Diabetes manually is a complicated task. Hence, data

Diabetes Mellitus is a disease which is caused due to lack of insulin
production from pancreas or lack of cell response to the produced insulin.If
diabetes is not treated earlier, it may lead to severe complications. According
to recent report by Centres for disease control out of 30.3 million people,
23.1 million people have been diagnosed with either Type1 or Type2 diabetes.
Diagnosing Diabetes manually is a complicated task. Hence, data mining
techniques are used to predict prevalence of the disease.Data Mining plays a vital role in analysing the huge amount of data
and extracting valuable information from them. Thisinformationis converted into
useful knowledge which should be understandable in nature. Data mining include
different techniques such as Clustering, Classification, Prediction, Association,
Sequential patterns etc. Clustering is the process of grouping the data with similarfeatures.
Hence the data within a cluster is similar and dissimilar to the data in
another cluster. Classification is used to analyse a new set of data and predict
the group to which the data is belonging. The purpose of prediction is to
identify the relationship between dependent and independent variables.
Sequential pattern analysis is used to uncover similar patterns that existing
in a transaction over a period. Those patterns are useful in business decision making. The Association rule
mining is used to discover set of rules from the frequently occurring factors
in a transaction.
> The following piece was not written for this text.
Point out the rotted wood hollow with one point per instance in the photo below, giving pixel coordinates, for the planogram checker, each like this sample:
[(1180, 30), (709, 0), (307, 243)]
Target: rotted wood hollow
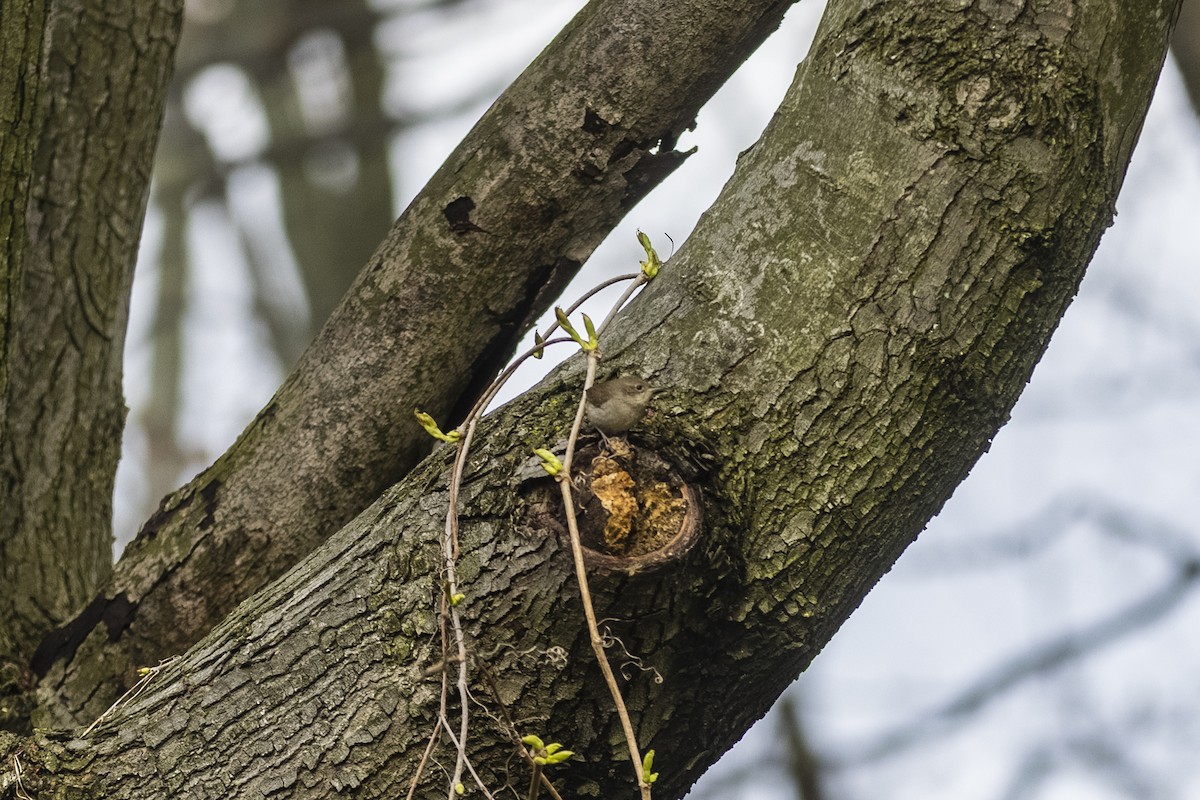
[(636, 511)]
Association Rules generated from diabetes risk factor also
provide justifications, which may serve as a guide for diabetes care .Data
mining is used in various domain such as healthcare, Bioinformatics,Finance,
Business in order to improve the performance in future, reduce the cost,
enhance the efficiency and accuracy.2
KDD PROCESS             KnowledgeDiscovery from Database in shortly known as KDD. The main
objective of KDD process is to explore useful knowledge from large databases
and predict the interesting patterns among them. KDD is an iterative process in
which the following steps are repeated until an interesting, understandable pattern
is obtained.

Fig 2.1.1 Steps involved in KDDThe steps involved in KDD process are as
follows,Initially develop an understanding on the
domain and create/select a dataset. Later follow the steps given below, v  Data
Pre-processing and Cleansing- the noise data, missing data and outliers are handled in this step..v  Data
integration- where various
data sources are combined.v  Data
Selection- Gleaning the data from
the database, that are relevant to the analysis taskv  Data
transformation- Obtained
data are transformed into forms suitable for mining by performing different summery
or aggregation operations.v  Data
mining- Where the effective
methods are applied, to extract data patterns. v  Pattern
evolution- to identify the
truly interesting patterns representing knowledge based on some interestingness
measures. v  Knowledge
presentation- The
extracted knowledge are visualised by users using this knowledge representation
technique.2.2 MACHINE LEARNINGMachine learning is a kind of artificial intelligence,
which enables software to predict the accurate outcomes based on the relations
learnt from previous datasets. Machine learning used to generate algorithm to
receive inputs and perform statistical analysis on the input to predict the output.
ML algorithms are classified into three categories namely supervised learning,
unsupervised learning and reinforcementlearning.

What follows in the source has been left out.